Monday, January 28, 2019

How much information is in the Rohonc Codex?

I'm getting back to the Rohonc codex after a few years away, and I'm wondering how much information is stored in the text. That is, if the text were efficiently translated into another language, how long of a text would it be.

Since I don't know where word breaks fall, I can only base the calculation on symbols in the text. Using Shannon's information entropy formula, I can calculate the entropy of some sample texts as follows:

King James Bible (letters):4.1
King James Bible (words):8.9
Latin Vulgate book of Genesis (letters):4.1
Latin Vulgate book of Genesis (words):10.3
Voynich Manuscript (letters):4.0
Voynich Manuscript (words):10.5
Rohonc Codex (glyphs):5.9


These values make intuitive sense to me. A word in Latin conveys more information than a word in English because it carries more inflectional morphemes. (The Voynich numbers are just thrown in for fun, since we don't know what they convey).

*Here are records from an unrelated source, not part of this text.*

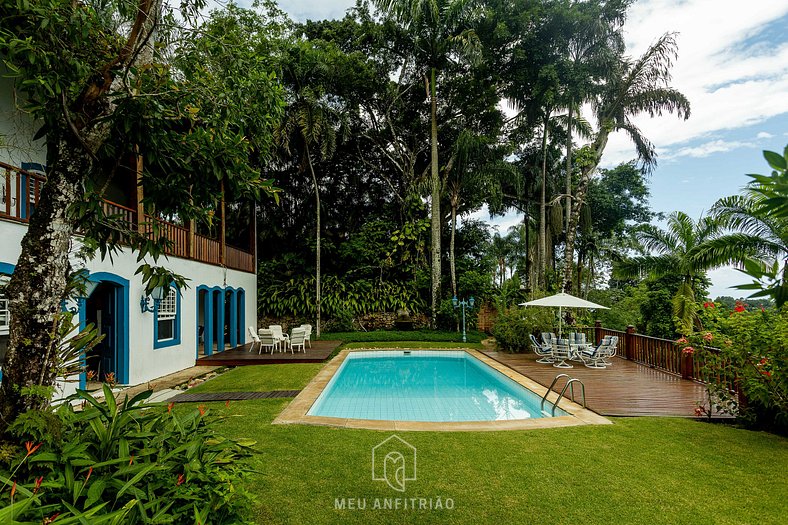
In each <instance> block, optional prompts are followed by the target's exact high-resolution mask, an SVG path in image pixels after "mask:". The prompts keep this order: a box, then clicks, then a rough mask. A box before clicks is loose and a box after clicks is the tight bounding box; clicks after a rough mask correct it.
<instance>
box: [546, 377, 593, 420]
mask: <svg viewBox="0 0 788 525" xmlns="http://www.w3.org/2000/svg"><path fill="white" fill-rule="evenodd" d="M562 377H566V378H567V379H568V381H567V382H566V383H565V384H564V388H562V389H561V393H560V394H558V398H557V399H556V400H555V402H554V403H553V410H552V412H551V414H552V415H553V416H555V408H556V407H557V406H558V403H560V402H561V398H563V397H564V394H565V393H566V389H567V388H569V386H570V385H571V388H570V390H569V394H570V395H571V396H572V398H571V399H572V403H575V402H576V401H575V383H580V386H581V387H582V390H581V394H583V408H586V386H585V384H583V382H582V381H580V380H579V379H577V378H573V377H570V376H569V374H558V375H557V376H555V378H554V379H553V382H552V383H550V386H549V387H547V392H545V393H544V395H543V396H542V403H541V404H540V406H539V409H540V410H541V411H542V412H544V403H545V401H547V396H548V395H549V394H550V392H552V391H553V387H554V386H555V384H556V383H557V382H558V380H559V379H560V378H562Z"/></svg>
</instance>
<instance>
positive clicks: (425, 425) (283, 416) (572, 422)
mask: <svg viewBox="0 0 788 525" xmlns="http://www.w3.org/2000/svg"><path fill="white" fill-rule="evenodd" d="M364 350H365V349H363V348H357V349H346V350H342V351H341V352H339V354H337V355H336V356H335V357H334V358H333V359H332V360H331V361H329V362H328V363H326V365H325V366H324V367H323V368H321V369H320V371H319V372H318V373H317V375H316V376H315V377H314V379H312V381H310V382H309V384H308V385H307V386H306V387H304V389H303V390H301V393H300V394H298V396H296V397H295V399H293V401H291V402H290V404H289V405H287V407H285V409H284V410H282V412H281V413H280V414H279V415H278V416H277V417H276V419H274V421H273V424H275V425H288V424H302V425H324V426H333V427H344V428H361V429H368V430H389V431H392V430H401V431H433V432H435V431H446V432H454V431H489V430H527V429H536V428H556V427H568V426H577V425H606V424H610V423H611V422H610V421H609V420H608V419H606V418H604V417H602V416H600V415H599V414H597V413H596V412H592V411H591V410H588V409H585V408H583V407H582V406H580V405H578V404H577V403H573V402H571V401H570V400H568V399H566V398H564V399H562V400H561V402H560V403H559V404H558V406H559V408H561V409H563V410H564V411H566V412H567V413H568V414H569V415H568V416H559V417H546V418H535V419H514V420H502V421H457V422H432V421H430V422H425V421H386V420H367V419H347V418H337V417H325V416H311V415H308V414H307V412H308V411H309V409H310V408H311V407H312V405H313V404H314V403H315V401H316V400H317V398H318V396H320V393H321V392H322V391H323V389H324V388H325V387H326V385H328V382H329V381H330V380H331V378H332V377H333V376H334V374H335V373H336V372H337V370H338V369H339V367H340V366H341V365H342V363H343V362H344V361H345V359H346V358H347V356H348V355H349V354H350V353H351V352H356V351H364ZM369 350H376V351H378V350H381V349H379V348H374V349H369ZM402 350H404V349H402V348H397V349H394V351H402ZM430 350H431V351H432V350H433V349H430ZM452 350H454V351H457V350H463V351H465V352H467V353H468V354H470V355H471V356H473V357H475V358H476V359H478V360H479V361H481V362H483V363H484V364H486V365H488V366H490V367H491V368H493V369H495V370H497V371H498V372H500V373H502V374H503V375H505V376H506V377H509V378H510V379H512V380H514V381H515V382H517V383H519V384H520V385H522V386H524V387H525V388H527V389H529V390H531V391H533V392H535V393H536V394H538V395H539V397H541V396H543V395H544V393H545V392H546V391H547V389H546V388H545V387H544V386H542V385H540V384H539V383H537V382H536V381H532V380H531V379H529V378H527V377H526V376H524V375H522V374H520V373H518V372H516V371H514V370H512V369H511V368H509V367H507V366H505V365H502V364H501V363H499V362H498V361H496V360H494V359H491V358H489V357H487V356H486V355H484V354H482V353H481V352H478V351H476V350H472V349H467V348H465V349H460V348H452ZM383 351H385V350H383ZM435 351H440V350H439V349H435ZM557 397H558V394H557V393H555V392H552V393H550V395H549V396H548V397H547V399H548V400H549V401H555V399H556V398H557Z"/></svg>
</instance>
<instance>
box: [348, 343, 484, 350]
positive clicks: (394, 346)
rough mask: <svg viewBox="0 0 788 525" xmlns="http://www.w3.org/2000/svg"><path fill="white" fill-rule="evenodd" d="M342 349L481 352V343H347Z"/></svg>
mask: <svg viewBox="0 0 788 525" xmlns="http://www.w3.org/2000/svg"><path fill="white" fill-rule="evenodd" d="M342 348H474V349H476V350H481V349H482V348H484V345H482V344H481V343H470V342H468V343H462V342H460V343H454V342H451V343H439V342H425V341H391V342H388V343H380V342H378V343H347V344H345V345H342Z"/></svg>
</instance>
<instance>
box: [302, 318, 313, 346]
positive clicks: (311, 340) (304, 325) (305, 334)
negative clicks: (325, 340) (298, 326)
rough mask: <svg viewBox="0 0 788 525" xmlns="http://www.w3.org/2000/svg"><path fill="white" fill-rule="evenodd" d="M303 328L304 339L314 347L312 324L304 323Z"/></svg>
mask: <svg viewBox="0 0 788 525" xmlns="http://www.w3.org/2000/svg"><path fill="white" fill-rule="evenodd" d="M301 328H303V329H304V341H305V342H307V343H309V348H312V325H311V324H302V325H301ZM304 352H306V350H304Z"/></svg>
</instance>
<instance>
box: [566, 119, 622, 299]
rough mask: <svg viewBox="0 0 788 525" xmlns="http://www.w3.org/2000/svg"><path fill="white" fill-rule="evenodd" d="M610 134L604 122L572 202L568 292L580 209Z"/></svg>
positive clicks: (584, 167) (568, 231)
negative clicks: (591, 179)
mask: <svg viewBox="0 0 788 525" xmlns="http://www.w3.org/2000/svg"><path fill="white" fill-rule="evenodd" d="M609 135H610V132H609V131H608V130H607V128H606V126H605V125H604V124H603V125H602V127H601V128H600V130H599V133H597V136H596V139H594V143H593V144H592V146H591V151H593V152H594V157H593V159H594V160H593V162H591V163H590V164H589V165H588V166H585V167H584V168H583V172H582V173H581V175H580V182H579V183H578V185H577V191H575V195H574V199H573V202H572V216H571V217H570V220H569V229H568V230H567V232H566V249H565V250H564V277H563V283H562V286H561V287H562V288H563V290H564V291H565V292H567V293H569V292H571V291H572V264H573V262H574V251H575V240H576V239H577V225H578V224H579V222H580V210H581V209H582V206H583V201H584V200H585V197H586V193H588V186H589V184H590V183H591V177H592V176H593V174H594V171H596V168H597V166H599V162H600V161H601V160H602V153H604V151H605V146H607V139H608V137H609Z"/></svg>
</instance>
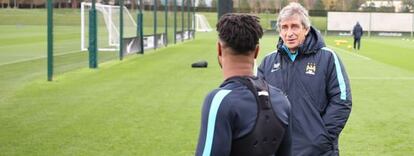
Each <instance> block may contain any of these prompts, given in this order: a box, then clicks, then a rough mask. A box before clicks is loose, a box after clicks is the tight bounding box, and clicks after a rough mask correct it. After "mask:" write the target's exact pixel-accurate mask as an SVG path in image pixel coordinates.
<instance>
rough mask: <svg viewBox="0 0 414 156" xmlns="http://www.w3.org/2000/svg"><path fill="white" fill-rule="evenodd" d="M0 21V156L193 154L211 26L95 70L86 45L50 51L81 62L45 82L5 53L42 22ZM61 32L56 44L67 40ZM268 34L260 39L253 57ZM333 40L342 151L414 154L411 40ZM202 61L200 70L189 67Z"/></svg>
mask: <svg viewBox="0 0 414 156" xmlns="http://www.w3.org/2000/svg"><path fill="white" fill-rule="evenodd" d="M0 11H1V10H0ZM0 16H4V15H3V14H2V13H0ZM211 17H212V16H207V18H209V19H210V20H213V18H211ZM210 24H211V22H210ZM0 27H1V28H3V29H0V31H2V32H1V34H2V36H0V41H1V42H0V59H2V61H6V62H8V63H7V64H0V125H1V128H0V155H145V156H146V155H154V156H155V155H177V156H182V155H194V150H195V146H196V143H197V139H198V130H199V126H200V125H199V124H200V111H201V105H202V102H203V99H204V96H205V95H206V94H207V93H208V92H209V91H210V90H212V89H214V88H216V87H217V86H218V85H219V84H220V82H221V81H222V76H221V72H220V68H219V66H218V64H217V58H216V47H215V45H216V44H215V42H216V41H217V39H216V34H215V33H214V32H211V33H197V34H196V37H197V38H196V39H195V40H192V41H188V42H184V43H180V44H177V45H170V46H169V47H168V48H162V49H157V50H156V51H155V52H149V53H147V54H145V55H138V56H131V57H127V58H126V59H125V60H123V61H117V60H116V61H114V60H113V61H109V62H106V63H102V64H100V66H99V68H98V69H94V70H91V69H87V68H85V67H86V66H87V62H86V60H84V59H79V58H84V57H87V56H86V54H85V53H65V55H62V56H59V57H56V59H57V60H60V61H59V62H61V63H62V66H61V67H62V68H71V67H70V66H78V67H77V68H81V67H82V69H80V70H75V71H72V72H67V73H63V74H59V75H58V76H56V77H55V81H53V82H46V63H45V62H46V61H45V58H39V59H33V60H26V61H25V60H20V61H19V62H17V63H12V61H13V59H12V58H10V57H17V56H20V54H21V56H23V55H24V56H26V55H34V57H36V56H44V54H45V53H44V52H43V50H44V49H43V48H45V45H46V43H45V41H44V40H45V39H46V38H45V36H44V34H42V33H41V32H42V30H43V31H45V29H44V27H43V26H40V25H39V26H38V27H36V26H27V27H23V28H22V29H23V30H27V31H20V29H21V28H16V27H15V26H13V25H8V26H0ZM29 30H30V31H29ZM66 35H67V36H66V37H62V38H61V39H59V40H60V41H62V43H65V42H68V41H75V38H76V37H75V38H73V39H71V38H72V37H73V36H72V35H73V34H70V33H69V34H66ZM28 37H33V39H31V40H26V38H28ZM275 39H276V37H275V36H269V35H267V36H265V37H264V38H263V39H262V40H261V54H260V56H259V58H258V62H260V60H261V59H262V58H263V57H264V55H266V54H267V53H268V52H270V51H272V50H273V49H274V46H275V45H274V43H275V42H276V41H275ZM337 39H345V40H348V41H349V42H348V43H350V41H351V38H350V37H334V36H328V37H326V42H327V43H328V45H329V47H331V48H332V49H333V50H335V51H336V52H337V54H338V55H339V56H340V57H341V59H342V61H343V62H344V64H345V66H346V69H347V72H348V74H349V76H350V80H351V89H352V94H353V110H352V113H351V116H350V119H349V121H348V124H347V125H346V127H345V129H344V131H343V133H342V134H341V137H340V147H339V148H340V151H341V155H344V156H359V155H364V156H365V155H368V156H370V155H372V156H378V155H384V156H388V155H393V156H394V155H395V156H398V155H414V150H413V149H412V145H413V144H414V131H413V129H414V113H413V112H414V107H412V104H413V103H414V99H413V98H412V93H413V92H414V63H413V62H412V61H410V60H411V58H413V55H414V54H413V51H414V47H413V44H412V42H413V41H411V40H412V39H410V41H406V40H404V41H403V40H401V39H400V38H378V37H371V38H363V40H362V49H361V50H360V51H358V52H355V51H353V50H351V49H348V48H347V45H348V44H343V45H335V44H334V40H337ZM23 40H25V42H19V41H23ZM63 41H65V42H63ZM6 42H7V44H5V43H6ZM9 44H12V45H9ZM78 46H79V45H78V44H76V47H69V48H73V49H77V48H78ZM5 52H8V53H5ZM11 52H12V53H11ZM34 53H35V54H34ZM30 57H32V56H30ZM30 57H29V56H27V57H25V58H28V59H30ZM17 58H21V57H17ZM201 59H205V60H207V61H208V62H209V66H208V68H206V69H192V68H190V64H191V63H192V62H194V61H197V60H201ZM0 62H1V61H0ZM59 66H60V65H59Z"/></svg>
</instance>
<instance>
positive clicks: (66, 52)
mask: <svg viewBox="0 0 414 156" xmlns="http://www.w3.org/2000/svg"><path fill="white" fill-rule="evenodd" d="M74 53H81V51H79V50H72V51H67V52H64V53H62V54H56V55H53V56H62V55H67V54H74ZM43 58H46V56H40V57H33V58H27V59H21V60H17V61H12V62H6V63H0V66H5V65H9V64H14V63H22V62H26V61H32V60H37V59H43Z"/></svg>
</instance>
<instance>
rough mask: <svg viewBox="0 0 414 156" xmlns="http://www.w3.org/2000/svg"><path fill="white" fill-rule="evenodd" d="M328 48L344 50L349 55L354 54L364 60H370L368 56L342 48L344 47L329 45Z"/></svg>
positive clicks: (346, 53) (352, 54)
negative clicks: (366, 56)
mask: <svg viewBox="0 0 414 156" xmlns="http://www.w3.org/2000/svg"><path fill="white" fill-rule="evenodd" d="M329 48H332V49H335V50H338V51H343V52H345V54H349V55H352V56H355V57H359V58H362V59H364V60H371V58H369V57H366V56H362V55H358V54H355V53H354V52H352V51H349V50H344V49H341V48H337V47H333V46H329Z"/></svg>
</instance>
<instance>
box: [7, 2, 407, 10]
mask: <svg viewBox="0 0 414 156" xmlns="http://www.w3.org/2000/svg"><path fill="white" fill-rule="evenodd" d="M45 1H46V0H0V7H1V8H5V7H8V8H11V7H13V8H21V7H24V8H36V7H38V6H41V7H44V4H45ZM53 1H54V3H55V4H56V5H57V6H56V7H59V8H60V7H71V8H78V7H79V4H80V2H81V1H90V0H53ZM142 1H143V3H144V5H145V4H146V3H153V1H154V0H142ZM156 1H158V2H159V3H158V4H161V2H162V1H163V0H162V1H161V0H156ZM177 1H179V2H182V1H184V3H185V4H186V1H187V0H177ZM191 1H193V0H191ZM198 1H199V5H198V7H201V8H213V9H212V10H215V7H216V5H217V1H218V0H198ZM291 1H295V2H299V3H301V4H302V5H303V6H305V7H306V8H307V9H309V10H339V11H361V10H360V7H361V4H364V3H366V2H367V1H368V4H369V5H368V6H367V7H365V8H363V10H362V11H393V10H394V7H395V6H388V7H382V8H376V7H375V6H374V3H373V2H371V3H370V0H233V4H234V8H235V10H243V11H249V12H266V11H269V10H270V11H272V10H273V11H275V10H279V9H280V8H282V7H283V6H285V5H287V4H288V3H289V2H291ZM381 1H387V2H389V3H390V4H393V3H394V1H401V2H402V5H403V8H402V12H410V11H413V9H414V0H381ZM97 2H102V3H117V2H118V0H97ZM124 2H125V4H129V5H130V6H132V7H134V6H136V4H137V3H138V0H124ZM169 2H170V3H171V2H173V0H169ZM207 2H211V4H207ZM208 6H211V7H208Z"/></svg>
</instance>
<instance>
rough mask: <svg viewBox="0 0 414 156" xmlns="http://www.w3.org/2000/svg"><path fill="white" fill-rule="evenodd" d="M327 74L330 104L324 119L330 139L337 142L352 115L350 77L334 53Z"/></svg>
mask: <svg viewBox="0 0 414 156" xmlns="http://www.w3.org/2000/svg"><path fill="white" fill-rule="evenodd" d="M327 73H328V74H327V94H328V100H329V103H328V105H327V107H326V110H325V113H324V114H323V116H322V118H323V120H324V123H325V126H326V129H327V131H328V133H329V136H330V138H331V139H332V140H336V139H337V138H338V135H339V133H341V131H342V129H343V128H344V126H345V124H346V122H347V120H348V117H349V115H350V113H351V107H352V97H351V89H350V84H349V79H348V75H347V73H346V71H345V68H344V66H343V64H342V62H341V61H340V59H339V58H338V57H337V55H336V54H335V53H334V52H332V57H331V58H330V61H329V65H328V72H327Z"/></svg>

From these values, it looks like a glyph from the Rohonc codex conveys more information than a character in English or Latin. That seems like the right answer given the number of symbols in the system. But how do we use that information to calculate the size of the text?

Letters convey phonological information, but words convey meaning, so the size of a text in letters means something different from the size in words, and we have to do some conversion to get from one to the other.

If we assume the Rohonc script is primarily phonological and roughly as efficient as English and Latin, then the size of the text in phonological terms would be about:

    5.9 bits/glyph x 60,142 glyphs = 354,837.8 bits

This would be equivalent to a Latin text of length:

    354,837.8 bits ÷ 4.1 bits/letter = 86,545.8 letters

If the underlying language were Latin, then given the number of letters per Latin word (5.2), we could calculate the expected number of Latin words. That would be:

    86,545.8 letters ÷ 5.2 letters/word = 16,643.4 words

Given this, if the language were Latin, then each word would consume about 3.6 Rohonc glyphs. That is 60,142 glyphs ÷ 16,643.4 words = 3.6 glyphs/word. If the language were English, each word would consume 2.8 glyphs/word. Probably it is safe to assume Rohonc words are 3-4 glyphs long, on average.